Judge of the Supreme Court
- In office 26 March 1990 – 17 April 1999
- Nominated by: Government of Ireland
- Appointed by: Patrick Hillery

Personal details
- Born: 20 January 1938 Killarney, County Kerry, Ireland
- Died: 5 August 2026 (aged 88) Cahersiveen, County Kerry, Ireland
- Spouse: Kathleen O'Flaherty
- Children: 4
- Education: University College Dublin; King's Inns;

= Hugh O'Flaherty (judge) =

Irish judge and barrister (1938–2026)

Hugh James O'Flaherty (20 January 1938 – 5 August 2026) was an Irish judge and barrister who served as a judge of the Supreme Court from 1990 to 1999.

==Life and career==
Hugh James O'Flaherty was born in Killarney, County Kerry on 20 January 1938. He was educated at University College Dublin, and the King's Inns. He was called to the Bar in 1959 and became a Senior Counsel in 1976. He was appointed to the Supreme Court in 1990, directly from the bar. He was later elected as a bencher of the King's Inns. He retired from the Supreme Court in 1999, following the Philip Sheedy affair.

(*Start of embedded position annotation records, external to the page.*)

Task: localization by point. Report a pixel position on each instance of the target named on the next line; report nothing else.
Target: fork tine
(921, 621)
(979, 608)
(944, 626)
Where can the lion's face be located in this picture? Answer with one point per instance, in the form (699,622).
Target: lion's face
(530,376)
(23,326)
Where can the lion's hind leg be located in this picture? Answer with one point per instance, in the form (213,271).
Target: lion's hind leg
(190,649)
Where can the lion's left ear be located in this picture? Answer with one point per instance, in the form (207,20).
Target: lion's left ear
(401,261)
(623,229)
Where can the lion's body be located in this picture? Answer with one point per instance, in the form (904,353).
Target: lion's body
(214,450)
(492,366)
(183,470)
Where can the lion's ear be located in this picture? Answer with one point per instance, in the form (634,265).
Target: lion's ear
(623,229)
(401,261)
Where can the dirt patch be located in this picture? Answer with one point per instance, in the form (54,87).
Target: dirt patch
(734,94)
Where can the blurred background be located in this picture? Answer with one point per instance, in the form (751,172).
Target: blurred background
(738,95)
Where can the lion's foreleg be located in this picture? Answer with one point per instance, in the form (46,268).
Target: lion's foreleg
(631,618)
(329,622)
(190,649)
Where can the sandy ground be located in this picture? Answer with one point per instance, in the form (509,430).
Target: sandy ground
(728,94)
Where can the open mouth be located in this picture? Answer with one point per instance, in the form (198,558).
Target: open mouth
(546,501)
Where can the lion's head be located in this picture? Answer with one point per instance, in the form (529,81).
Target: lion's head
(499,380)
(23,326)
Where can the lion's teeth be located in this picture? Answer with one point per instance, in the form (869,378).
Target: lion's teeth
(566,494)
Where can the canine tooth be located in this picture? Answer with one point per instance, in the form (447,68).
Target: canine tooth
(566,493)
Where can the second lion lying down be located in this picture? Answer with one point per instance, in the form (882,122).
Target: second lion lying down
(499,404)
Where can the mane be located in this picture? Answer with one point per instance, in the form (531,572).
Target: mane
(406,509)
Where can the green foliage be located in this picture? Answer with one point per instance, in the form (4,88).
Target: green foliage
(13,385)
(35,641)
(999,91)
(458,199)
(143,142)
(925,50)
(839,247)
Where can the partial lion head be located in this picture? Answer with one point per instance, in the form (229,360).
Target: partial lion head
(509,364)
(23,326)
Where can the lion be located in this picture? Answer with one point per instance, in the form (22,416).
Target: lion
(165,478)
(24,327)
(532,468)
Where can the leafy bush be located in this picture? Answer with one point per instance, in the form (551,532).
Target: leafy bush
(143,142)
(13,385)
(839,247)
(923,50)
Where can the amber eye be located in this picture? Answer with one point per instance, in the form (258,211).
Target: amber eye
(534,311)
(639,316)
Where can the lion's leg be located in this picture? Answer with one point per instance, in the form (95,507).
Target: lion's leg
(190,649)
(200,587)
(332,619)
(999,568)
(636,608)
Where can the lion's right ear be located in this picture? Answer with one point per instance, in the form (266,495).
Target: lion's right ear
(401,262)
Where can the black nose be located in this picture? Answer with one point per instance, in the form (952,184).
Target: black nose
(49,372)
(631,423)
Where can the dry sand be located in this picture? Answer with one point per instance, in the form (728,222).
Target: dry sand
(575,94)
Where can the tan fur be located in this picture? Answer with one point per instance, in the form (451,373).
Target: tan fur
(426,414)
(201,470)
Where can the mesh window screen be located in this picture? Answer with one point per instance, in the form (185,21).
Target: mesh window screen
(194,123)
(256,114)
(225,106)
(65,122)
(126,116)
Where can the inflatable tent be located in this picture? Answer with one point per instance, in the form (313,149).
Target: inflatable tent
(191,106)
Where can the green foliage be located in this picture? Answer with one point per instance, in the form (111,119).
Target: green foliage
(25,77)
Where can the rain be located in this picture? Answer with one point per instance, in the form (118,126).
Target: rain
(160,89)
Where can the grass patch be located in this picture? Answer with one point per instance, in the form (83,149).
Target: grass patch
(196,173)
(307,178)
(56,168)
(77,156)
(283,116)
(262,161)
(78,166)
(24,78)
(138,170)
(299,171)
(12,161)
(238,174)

After his resignation, O'Flaherty was nominated by Charlie McCreevy, the Minister for Finance, to be Ireland's representative to the European Investment Bank, taking the position of vice-president. This appointment resulted in a public outcry, and was eventually withdrawn by the government.

O'Flaherty died at his residence in Cahersiveen, County Kerry, on 5 August 2026, at the age of 88.